Question

Find the number of real roots x, for the following equation.

(x - 1) (x - 3) (x - 5) (x - 7) ...... (x - 2015) (x - 2017) = (x - 2) (x - 4) (x - 6) (x - 8) .... (x - 2014) (x - 2016)

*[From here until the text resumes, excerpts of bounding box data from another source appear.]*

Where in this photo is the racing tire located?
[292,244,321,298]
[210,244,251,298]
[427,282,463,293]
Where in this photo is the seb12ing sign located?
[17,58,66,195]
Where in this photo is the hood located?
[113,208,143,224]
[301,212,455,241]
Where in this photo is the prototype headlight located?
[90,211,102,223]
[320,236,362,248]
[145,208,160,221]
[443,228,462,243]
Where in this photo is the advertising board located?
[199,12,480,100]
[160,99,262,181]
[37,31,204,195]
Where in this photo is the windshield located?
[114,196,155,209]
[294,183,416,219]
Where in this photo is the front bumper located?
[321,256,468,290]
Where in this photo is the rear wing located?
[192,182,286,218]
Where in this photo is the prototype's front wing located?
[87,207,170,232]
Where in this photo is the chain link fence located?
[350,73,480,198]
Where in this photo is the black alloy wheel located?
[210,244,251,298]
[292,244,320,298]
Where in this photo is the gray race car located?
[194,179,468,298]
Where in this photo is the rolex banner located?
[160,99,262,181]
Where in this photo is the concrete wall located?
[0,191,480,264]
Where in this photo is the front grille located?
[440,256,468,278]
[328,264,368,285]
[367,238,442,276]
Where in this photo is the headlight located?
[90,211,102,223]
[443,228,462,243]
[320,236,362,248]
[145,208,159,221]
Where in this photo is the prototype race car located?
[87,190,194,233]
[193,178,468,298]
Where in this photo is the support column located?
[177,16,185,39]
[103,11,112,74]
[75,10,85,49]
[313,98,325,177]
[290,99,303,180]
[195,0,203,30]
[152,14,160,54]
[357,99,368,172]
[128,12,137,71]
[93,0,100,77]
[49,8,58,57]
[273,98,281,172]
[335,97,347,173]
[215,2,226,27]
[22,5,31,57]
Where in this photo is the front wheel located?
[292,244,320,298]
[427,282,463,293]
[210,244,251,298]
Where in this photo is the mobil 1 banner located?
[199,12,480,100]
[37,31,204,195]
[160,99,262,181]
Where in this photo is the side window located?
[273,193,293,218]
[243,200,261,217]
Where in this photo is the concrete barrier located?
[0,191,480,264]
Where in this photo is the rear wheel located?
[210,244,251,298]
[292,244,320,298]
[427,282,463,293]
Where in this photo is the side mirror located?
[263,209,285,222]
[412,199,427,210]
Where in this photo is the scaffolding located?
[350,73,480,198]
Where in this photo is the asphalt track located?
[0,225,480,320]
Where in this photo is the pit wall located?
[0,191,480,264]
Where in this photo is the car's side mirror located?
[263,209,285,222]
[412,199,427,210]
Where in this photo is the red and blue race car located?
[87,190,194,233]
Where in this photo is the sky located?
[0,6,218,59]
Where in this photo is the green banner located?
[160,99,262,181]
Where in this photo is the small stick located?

It may not need to solve a polynomial of degree 2017... Simpler solutions exist..

Answer 1

On the LHS there are (2017+1)/2 = 1009 (odd number) terms. On the RHS there are 1008 (even number) terms.
 
  We know that if a polynomial f(x) is positive at x = a and is negative at x = b, then f(x) = 0 at some x in between a and b. So that x is a real root.

Let  f(x) = LHS - RHS 
 = (x-1)(x-3)(x-5)...(x-2015)(x-2017) - (x-2)(x-4)(x-6)...(x-2014)(x-2016)
f(0) = (-1)(-3)(-5)...(-2015)(-2017) - (-2)(-4)(-6)..(-2014)(-2016)
      =  - 1*3*5*...* 2015*2017 - 2*4*6*...*2014*2016  = negative.
f(1) = 0  -  (-1)(-3)(-5)...(-2014)(-2015)    = negative
f(2) = 1*(-1)(-3)(-5)....(-2013)(-2015) - 0 = positive      ∵1008 terms are -ve
f(3) = 0 -  1 (-1)(-3)(-5)...(-2011)(-2013) = positive      ∵1007 terms are -ve
f(4) = 3*1* (-1)(-3)(-5)....(-2011)(-2013) - 0 = negative    ∵1007 terms -ve
f(5) = 0 - 3*1*(-1)(-3)(-5) ...(-2009)(-2011) = negative    ∵1006 terms -ve
f(6) = 5*3*1*(-1)(-3)(-5)...(-2009)(-2011) - 0 = positive   ∵ 1006 terms -ve
:  :
:  :
f(2013) = 0 - 2011*2009 *2007*...*1*(-1)(-3) = negative 
f(2014) = 2013*2011*...*1*(-1)(-3) - 0  = positive
f(2015) = 0 -  2013*2011*...*1*(-1) =  positive
f(2016) = 2015*2013*..*1*(-1) -  0  = negative
f(2017) = 0 - 2015*2013 *... *3*1  = negative
f(2018) = 2017*2015*2013*..3*1 -  2016*2014*..*4*2 = positive

We see that as x increases by 2, we find that f(x) changes sign from positive to negative or  from negative to positive.  

Thus there are  1009  real positive roots.